Quando começou a carreira, mudou de nome, perdeu peso, consertou os dentes. Gostaria de ser atriz na Hollywood de hoje?
Ah, gostaria tanto... Às vezes, vejo um filme e penso: “Ah, adoraria ter feito isso!”. Porque agora tudo é mais livre. Quando comecei, tudo dependia da aparência. Agora você pode usar qualquer corte de cabelo, se vestir como quiser. Adoraria ter começado a fazer filmes um pouco mais tarde, para aproveitar essa liberdade. Mas a oportunidade me chegou quando chegou, e você tem que fazer o melhor que conseguir com ela.
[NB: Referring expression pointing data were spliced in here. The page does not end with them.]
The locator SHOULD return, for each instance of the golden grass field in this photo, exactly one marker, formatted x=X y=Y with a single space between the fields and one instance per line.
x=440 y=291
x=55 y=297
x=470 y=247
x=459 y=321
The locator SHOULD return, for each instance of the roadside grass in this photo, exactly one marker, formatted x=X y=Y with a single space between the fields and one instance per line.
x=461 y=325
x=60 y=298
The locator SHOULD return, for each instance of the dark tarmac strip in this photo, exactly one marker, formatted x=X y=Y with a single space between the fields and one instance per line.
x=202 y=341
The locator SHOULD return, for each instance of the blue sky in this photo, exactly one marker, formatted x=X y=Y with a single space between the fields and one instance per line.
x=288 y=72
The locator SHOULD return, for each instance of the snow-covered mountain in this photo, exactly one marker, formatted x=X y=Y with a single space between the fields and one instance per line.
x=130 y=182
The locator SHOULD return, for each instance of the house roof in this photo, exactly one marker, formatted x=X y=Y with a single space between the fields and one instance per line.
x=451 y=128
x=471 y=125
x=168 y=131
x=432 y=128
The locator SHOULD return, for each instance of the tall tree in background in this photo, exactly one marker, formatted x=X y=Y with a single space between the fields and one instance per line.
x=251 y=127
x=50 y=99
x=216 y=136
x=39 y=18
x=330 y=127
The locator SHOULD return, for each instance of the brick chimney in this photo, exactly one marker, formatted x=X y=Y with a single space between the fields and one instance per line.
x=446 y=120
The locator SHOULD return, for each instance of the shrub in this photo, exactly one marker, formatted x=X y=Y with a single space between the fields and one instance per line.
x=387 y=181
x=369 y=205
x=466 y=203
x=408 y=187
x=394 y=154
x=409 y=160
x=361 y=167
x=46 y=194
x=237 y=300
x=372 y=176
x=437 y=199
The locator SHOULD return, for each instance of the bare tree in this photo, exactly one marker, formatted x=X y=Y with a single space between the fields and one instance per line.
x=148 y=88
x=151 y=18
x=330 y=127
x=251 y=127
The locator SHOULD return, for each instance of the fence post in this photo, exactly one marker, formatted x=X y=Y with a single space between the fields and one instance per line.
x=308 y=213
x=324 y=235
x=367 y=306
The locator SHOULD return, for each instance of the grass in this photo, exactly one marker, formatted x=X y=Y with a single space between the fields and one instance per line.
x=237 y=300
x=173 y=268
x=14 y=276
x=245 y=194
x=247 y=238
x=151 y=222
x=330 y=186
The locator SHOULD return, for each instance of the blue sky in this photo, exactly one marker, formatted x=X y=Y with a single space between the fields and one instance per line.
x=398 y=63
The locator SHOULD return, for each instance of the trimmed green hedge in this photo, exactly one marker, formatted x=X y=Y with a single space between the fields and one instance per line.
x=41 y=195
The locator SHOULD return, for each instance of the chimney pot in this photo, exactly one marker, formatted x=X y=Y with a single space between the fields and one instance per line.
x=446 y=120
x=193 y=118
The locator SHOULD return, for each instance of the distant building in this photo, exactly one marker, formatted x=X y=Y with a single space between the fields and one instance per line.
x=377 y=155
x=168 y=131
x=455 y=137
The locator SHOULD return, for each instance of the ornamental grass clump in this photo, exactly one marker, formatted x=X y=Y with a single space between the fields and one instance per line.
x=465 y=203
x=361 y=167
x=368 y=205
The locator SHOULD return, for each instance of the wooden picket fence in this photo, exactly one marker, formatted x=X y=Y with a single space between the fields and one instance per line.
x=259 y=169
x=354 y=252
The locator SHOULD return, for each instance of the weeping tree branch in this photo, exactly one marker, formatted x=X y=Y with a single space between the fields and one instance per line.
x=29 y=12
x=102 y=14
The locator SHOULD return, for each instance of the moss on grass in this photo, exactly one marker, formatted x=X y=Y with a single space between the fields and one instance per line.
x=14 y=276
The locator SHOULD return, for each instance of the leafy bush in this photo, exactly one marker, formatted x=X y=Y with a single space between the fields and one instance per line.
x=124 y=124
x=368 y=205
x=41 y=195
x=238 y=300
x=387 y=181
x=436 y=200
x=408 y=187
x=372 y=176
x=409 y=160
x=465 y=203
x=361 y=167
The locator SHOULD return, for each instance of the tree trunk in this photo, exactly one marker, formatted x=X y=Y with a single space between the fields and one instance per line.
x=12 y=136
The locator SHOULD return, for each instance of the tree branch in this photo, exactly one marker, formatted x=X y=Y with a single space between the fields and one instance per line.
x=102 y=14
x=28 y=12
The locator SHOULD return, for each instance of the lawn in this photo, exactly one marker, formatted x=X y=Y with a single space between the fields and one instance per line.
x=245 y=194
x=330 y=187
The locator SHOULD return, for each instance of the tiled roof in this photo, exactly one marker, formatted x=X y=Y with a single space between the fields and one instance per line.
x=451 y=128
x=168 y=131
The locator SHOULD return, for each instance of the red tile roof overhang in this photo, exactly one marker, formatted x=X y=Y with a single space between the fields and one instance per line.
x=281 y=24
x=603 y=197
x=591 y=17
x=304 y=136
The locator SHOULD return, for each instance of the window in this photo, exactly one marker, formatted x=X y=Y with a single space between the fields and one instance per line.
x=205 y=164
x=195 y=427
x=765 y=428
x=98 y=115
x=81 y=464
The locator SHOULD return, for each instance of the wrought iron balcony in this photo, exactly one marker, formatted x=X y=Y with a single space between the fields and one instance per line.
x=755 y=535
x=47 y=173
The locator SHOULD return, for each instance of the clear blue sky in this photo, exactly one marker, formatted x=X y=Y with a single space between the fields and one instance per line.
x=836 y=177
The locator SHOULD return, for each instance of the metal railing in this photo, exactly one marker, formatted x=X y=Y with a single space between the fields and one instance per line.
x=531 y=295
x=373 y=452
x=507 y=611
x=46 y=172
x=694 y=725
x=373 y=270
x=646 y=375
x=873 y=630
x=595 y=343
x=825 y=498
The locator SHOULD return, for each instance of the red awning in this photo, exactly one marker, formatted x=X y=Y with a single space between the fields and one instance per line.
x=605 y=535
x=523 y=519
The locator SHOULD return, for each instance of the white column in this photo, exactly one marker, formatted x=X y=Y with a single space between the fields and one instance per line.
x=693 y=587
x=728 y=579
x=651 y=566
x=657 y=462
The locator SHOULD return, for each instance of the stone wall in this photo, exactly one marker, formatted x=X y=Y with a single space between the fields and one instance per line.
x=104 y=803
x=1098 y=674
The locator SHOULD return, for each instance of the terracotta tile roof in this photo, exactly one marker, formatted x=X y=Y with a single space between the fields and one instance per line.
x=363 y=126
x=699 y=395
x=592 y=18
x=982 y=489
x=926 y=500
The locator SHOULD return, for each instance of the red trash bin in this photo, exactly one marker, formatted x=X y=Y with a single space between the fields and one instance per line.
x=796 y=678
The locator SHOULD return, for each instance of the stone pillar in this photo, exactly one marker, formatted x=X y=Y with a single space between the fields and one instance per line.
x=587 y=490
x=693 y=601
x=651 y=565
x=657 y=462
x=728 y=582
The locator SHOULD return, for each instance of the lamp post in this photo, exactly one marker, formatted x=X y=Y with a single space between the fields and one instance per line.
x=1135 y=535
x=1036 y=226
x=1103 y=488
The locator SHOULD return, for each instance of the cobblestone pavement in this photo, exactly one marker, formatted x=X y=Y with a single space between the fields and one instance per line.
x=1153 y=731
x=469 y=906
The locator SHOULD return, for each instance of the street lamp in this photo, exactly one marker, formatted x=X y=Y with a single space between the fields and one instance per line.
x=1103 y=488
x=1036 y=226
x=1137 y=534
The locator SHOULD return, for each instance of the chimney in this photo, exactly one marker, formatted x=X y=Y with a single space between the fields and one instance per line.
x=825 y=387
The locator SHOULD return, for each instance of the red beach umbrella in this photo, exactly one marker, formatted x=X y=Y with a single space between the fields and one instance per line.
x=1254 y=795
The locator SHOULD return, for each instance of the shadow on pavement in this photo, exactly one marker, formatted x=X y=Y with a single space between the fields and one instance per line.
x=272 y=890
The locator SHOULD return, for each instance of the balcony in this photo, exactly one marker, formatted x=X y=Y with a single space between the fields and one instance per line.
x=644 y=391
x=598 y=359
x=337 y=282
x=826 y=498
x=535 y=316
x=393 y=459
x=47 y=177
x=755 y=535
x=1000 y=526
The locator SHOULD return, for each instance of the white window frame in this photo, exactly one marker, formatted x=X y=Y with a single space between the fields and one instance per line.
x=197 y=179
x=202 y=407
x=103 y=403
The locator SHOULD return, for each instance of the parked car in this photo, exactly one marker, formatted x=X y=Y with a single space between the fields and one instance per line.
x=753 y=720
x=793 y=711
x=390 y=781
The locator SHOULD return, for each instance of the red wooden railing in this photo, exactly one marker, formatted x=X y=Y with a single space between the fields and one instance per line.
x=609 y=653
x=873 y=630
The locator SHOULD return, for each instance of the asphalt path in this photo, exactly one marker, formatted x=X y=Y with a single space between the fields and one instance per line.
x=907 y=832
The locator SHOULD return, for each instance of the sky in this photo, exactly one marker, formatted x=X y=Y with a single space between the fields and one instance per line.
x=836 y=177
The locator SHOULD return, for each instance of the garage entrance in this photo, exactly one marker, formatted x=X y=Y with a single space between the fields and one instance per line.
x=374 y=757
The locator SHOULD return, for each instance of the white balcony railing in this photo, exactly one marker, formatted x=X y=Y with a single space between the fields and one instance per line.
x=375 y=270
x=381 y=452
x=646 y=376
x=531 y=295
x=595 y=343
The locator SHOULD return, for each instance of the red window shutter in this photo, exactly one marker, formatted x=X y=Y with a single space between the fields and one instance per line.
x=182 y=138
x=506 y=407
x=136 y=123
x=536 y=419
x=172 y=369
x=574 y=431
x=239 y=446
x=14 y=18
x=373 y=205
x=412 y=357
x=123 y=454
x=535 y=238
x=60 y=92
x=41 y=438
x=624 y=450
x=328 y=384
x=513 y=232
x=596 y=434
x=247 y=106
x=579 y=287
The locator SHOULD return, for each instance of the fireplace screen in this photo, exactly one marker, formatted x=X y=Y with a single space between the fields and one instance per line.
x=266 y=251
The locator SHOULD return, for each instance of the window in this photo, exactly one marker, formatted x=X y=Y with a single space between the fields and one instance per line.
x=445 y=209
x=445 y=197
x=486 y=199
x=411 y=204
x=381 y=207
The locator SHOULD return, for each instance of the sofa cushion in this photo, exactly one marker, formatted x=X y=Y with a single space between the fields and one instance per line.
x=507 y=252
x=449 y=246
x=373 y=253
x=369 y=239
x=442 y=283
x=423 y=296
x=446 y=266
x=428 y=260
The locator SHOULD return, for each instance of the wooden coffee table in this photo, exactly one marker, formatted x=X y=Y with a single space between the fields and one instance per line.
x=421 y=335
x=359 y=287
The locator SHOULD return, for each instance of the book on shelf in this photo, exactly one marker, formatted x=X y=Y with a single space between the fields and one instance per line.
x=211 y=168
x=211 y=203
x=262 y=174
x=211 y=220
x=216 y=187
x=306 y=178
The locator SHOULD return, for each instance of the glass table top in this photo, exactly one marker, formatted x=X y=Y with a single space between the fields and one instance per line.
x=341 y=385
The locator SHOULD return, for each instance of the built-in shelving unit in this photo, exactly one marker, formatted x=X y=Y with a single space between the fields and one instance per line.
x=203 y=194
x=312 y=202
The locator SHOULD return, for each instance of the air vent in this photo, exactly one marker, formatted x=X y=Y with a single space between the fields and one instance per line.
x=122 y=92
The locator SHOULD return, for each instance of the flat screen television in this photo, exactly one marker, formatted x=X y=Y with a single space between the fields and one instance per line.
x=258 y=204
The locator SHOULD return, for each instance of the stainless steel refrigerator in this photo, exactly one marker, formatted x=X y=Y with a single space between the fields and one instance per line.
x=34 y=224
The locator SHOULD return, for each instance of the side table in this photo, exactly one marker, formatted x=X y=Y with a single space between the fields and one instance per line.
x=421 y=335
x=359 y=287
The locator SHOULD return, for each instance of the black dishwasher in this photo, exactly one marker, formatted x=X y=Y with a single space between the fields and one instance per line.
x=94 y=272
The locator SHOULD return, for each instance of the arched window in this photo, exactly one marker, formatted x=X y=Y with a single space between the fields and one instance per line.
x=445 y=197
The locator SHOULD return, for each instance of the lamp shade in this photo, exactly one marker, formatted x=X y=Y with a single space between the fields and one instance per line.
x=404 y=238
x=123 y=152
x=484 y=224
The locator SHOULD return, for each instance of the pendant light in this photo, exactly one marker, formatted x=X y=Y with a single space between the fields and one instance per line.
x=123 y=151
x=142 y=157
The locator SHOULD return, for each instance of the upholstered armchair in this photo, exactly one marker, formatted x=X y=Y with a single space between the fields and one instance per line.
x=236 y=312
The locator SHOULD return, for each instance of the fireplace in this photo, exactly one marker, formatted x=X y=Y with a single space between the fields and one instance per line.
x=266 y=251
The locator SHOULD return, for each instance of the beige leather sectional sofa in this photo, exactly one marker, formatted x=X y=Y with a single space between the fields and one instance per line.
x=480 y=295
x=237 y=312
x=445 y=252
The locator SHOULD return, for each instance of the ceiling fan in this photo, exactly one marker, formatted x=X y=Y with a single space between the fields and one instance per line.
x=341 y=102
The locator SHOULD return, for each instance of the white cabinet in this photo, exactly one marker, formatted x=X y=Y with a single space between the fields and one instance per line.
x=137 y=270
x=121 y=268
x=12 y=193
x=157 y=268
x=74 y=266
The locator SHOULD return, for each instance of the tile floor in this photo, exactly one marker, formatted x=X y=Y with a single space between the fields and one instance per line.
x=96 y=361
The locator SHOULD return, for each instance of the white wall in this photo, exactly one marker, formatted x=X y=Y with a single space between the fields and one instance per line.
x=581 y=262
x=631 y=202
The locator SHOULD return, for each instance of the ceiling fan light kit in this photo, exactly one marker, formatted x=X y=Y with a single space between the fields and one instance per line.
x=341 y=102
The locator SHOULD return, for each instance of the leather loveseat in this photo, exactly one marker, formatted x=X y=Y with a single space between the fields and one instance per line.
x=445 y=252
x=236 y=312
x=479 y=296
O nome da senhora voltará às telas em breve com o filme “Scandalous”, no qual o diretor Colman Domingo contará a história de seu romance com o cantor Sammy Davis Jr. O que acha do projeto?
Não tenho objeção em relação a esse filme. Mas importante mesmo é quem irá me interpretar nele, e não consigo pensar em ninguém menos adequado para fazer isso do que a atriz escolhida, Sydney Sweeney. Ela é muito boa, mas diferente de mim... É uma coisinha frágil e minúscula. Não é somente a aparência física, mas tudo a respeito dela, até mesmo a maneira como ela pensa, porque já vi ela expressar suas ideias, e por isso ela me parece uma escolha tão estranha.
Mas a senhora foi consultada sobre o projeto? Eles pediram sua permissão?
Na verdade, queriam comprar os direitos sobre a minha vida, porque eles vêm tentando fazer esse filme há muito tempo. Mas ainda estou viva, então eles têm a liberdade de fazer o que quiserem com a minha biografia. Chegaram a me oferecer muito dinheiro por ela, mas certamente não queria isso. Deveria vender minha alma ao diabo? Estaria fazendo isso se aceitasse dinheiro deles. Mas a questão é que essa atriz foi trazida para o projeto e não posso fazer nada a respeito, a não ser expressar o meu descontentamento. Minha única esperança é que ela receba uma outra oferta irrecusável, planejada para ser filmada ao mesmo tempo que o previsto para “Scandalous”.